I think this is fake.
Can you imagine the lawsuit if one’s password is the same as a bank or charge card password? If one cent was stolen or charged, this city has deep pockets.
AND one can register a credit card for FB cash.
The only legitimate reason for such a question is to screen out anyone stupid enough to actually answer it.
OKAY you got me. Just laughed right out loud - and I mean LOUD - while seemingly working diligently in my cubicle. They probably think I am nuts........
This can’t be legal. You can’t even ask if someone is married or has children.
My employer has “friended” me. It’s required in the securities industry to ensure we aren’t using fraudulent or misleading marketing practices outside of their supervision.
I absolutely would not give anyone my username and password.

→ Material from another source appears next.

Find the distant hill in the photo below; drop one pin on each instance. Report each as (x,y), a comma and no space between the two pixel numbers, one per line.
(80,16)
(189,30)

Actually that is exactly what I alluded to (NOYDB = none of your damned business) and ********* is what appears when I type the password (whatever it might be)...
They can ask, but I’ll be damned if I’ll give them an answer.
Get your kids password so you can truly check what they are posting. They can “hide” any specific status update from anyone they want through the privacy settings. So you may only be able to view, say, 97% of what your child posts, and you would never even notice the unseen 3%.
Kids know how to do this. Many parents do not.
Applications to LE agencies are different, even though this is only a clerical job, they still do a background check. Not as in-depth as for someone applying for an officer or deputy position (which background is pretty darn thorough), but there have been cases of people applying for non-sworn positions with the po-po for, let’s say, less than above-board reasons.
Not too long ago, for example, agencies serving warrants in Compton had to stop advising the Compton PD of the pending service...they kept getting dimed out.
I’m coming up on my one year anniversary of having deactivated my Facebook account. I spent 10 months reconnecting with some school friends and others I don’t normally associate with.
Since hearing that some employers have their HR departments requiring job seekers to reveal their FB passwords as a condition of pre-employment, I’m seriously considering canceling my account with Linkedin.